We performed a systematic review and meta-analysis by searching 3 electronic databases (MEDLINE, Embase, Cochrane Central Database), covering the period from January 2005 to April 2017.

Selection Criteria

We included observational studies investigating the association between regular dental service utilization and sex, ethnicity, place of living, educational or income or occupational position, or insurance coverage status. Two reviewers undertook independent screening of studies and made decisions by consensus.
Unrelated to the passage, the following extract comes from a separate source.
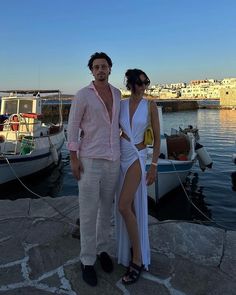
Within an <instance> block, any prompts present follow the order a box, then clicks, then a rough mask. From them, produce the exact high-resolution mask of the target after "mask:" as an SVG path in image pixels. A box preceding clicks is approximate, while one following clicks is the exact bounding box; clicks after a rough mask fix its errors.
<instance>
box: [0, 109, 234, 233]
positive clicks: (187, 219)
mask: <svg viewBox="0 0 236 295" xmlns="http://www.w3.org/2000/svg"><path fill="white" fill-rule="evenodd" d="M163 121H164V132H165V133H170V129H171V128H176V129H178V127H179V126H180V127H181V128H185V127H186V126H188V125H192V126H193V127H196V126H197V127H198V129H199V135H200V143H201V144H202V145H204V146H205V147H206V148H207V151H208V152H209V154H210V155H211V157H212V160H213V167H212V169H210V170H208V169H207V170H206V171H205V172H204V173H203V172H202V171H201V170H200V168H199V166H198V163H196V164H195V165H194V167H193V170H192V173H191V174H190V175H189V177H188V178H187V182H186V184H185V192H184V191H183V189H182V187H181V186H180V187H179V188H177V189H175V190H174V191H172V192H170V193H169V194H167V195H166V196H165V197H163V198H162V199H161V200H160V202H159V203H158V204H157V205H154V204H153V203H152V201H150V202H149V205H150V206H149V209H150V213H151V215H154V216H155V217H157V218H158V219H159V220H165V219H177V220H200V221H201V222H203V223H207V224H208V222H207V220H208V218H210V219H212V220H213V221H215V222H216V223H217V225H219V226H221V227H226V228H229V229H234V230H235V229H236V165H235V164H234V163H233V161H232V154H233V153H236V146H235V139H236V132H235V130H236V129H235V126H236V111H231V110H216V109H210V110H208V109H200V110H195V111H183V112H175V113H164V114H163ZM26 184H27V185H28V186H29V188H30V189H31V190H33V191H35V192H36V193H38V194H39V195H41V196H51V197H60V196H68V197H69V196H71V195H77V193H78V187H77V182H76V181H75V179H74V178H73V176H72V173H71V169H70V165H69V155H68V151H67V150H66V147H65V146H64V148H63V150H62V160H61V162H60V165H58V166H57V167H55V168H54V169H51V170H49V171H45V172H44V173H43V174H42V175H41V176H40V177H36V178H33V177H30V178H29V179H28V178H27V182H26ZM1 189H2V187H1ZM186 194H187V195H186ZM1 195H4V196H5V198H11V199H14V198H24V197H29V198H33V197H34V196H33V195H32V194H30V193H29V192H28V191H26V190H25V189H23V188H22V186H21V185H20V184H19V183H17V184H15V185H14V186H13V189H12V186H10V187H8V188H7V189H6V188H5V191H3V190H2V191H1ZM188 198H189V199H188ZM191 202H192V203H193V204H191ZM194 205H195V206H196V207H197V208H199V210H200V211H201V212H202V213H203V214H204V215H203V214H202V213H200V212H199V210H197V209H196V208H195V206H194Z"/></svg>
Data Collection and Analysis

Our primary outcome was the presence and extent of inequalities in dental service utilization, measured as relative estimates (usually odds ratios [ORs]) comparing different (high and low utilization) groups. We performed random effects meta-analysis and subgroup analyses by region, and we used meta-regression to assess whether and how associations changed with time.

Main Results

A total of 117 studies met the inclusion criteria. On the basis of 7 830 810 participants, dental services utilization was lower in male than female participants (OR = 0.85; 95% confidence interval [CI] = 0.74, 0.95; P < .001); ethnic minorities or immigrants than ethnic majorities or natives (OR = 0.71; 95% CI = 0.59, 0.82; P < .001); those living in rural than those living in urban places (OR = 0.87; 95% CI = 0.76, 0.97; P = .011); those with lower than higher educational position (OR = 0.61; 95% CI = 0.55, 0.68; P < .001) or income (OR = 0.66; 95% CI = 0.54, 0.79; P < .001); and among those without insurance coverage status than those with such status (OR = 0.58; 95% CI = 0.49, 0.68; P < .001). Occupational status (OR = 0.95; 95% CI = 0.81, 1.09; P = .356) had no significant impact on utilization. The observed inequalities did not significantly change over the assessed 12-year period and were universally present.

Authors’ Conclusions

Inequalities in dental service utilization are both considerable and globally consistent.

Public Health Implications

The observed inequalities in dental services utilization can be assumed to significantly cause or aggravate existing dental health inequalities. Policymakers should address the physical, socioeconomic, or psychological causes underlying the inequalities in utilization.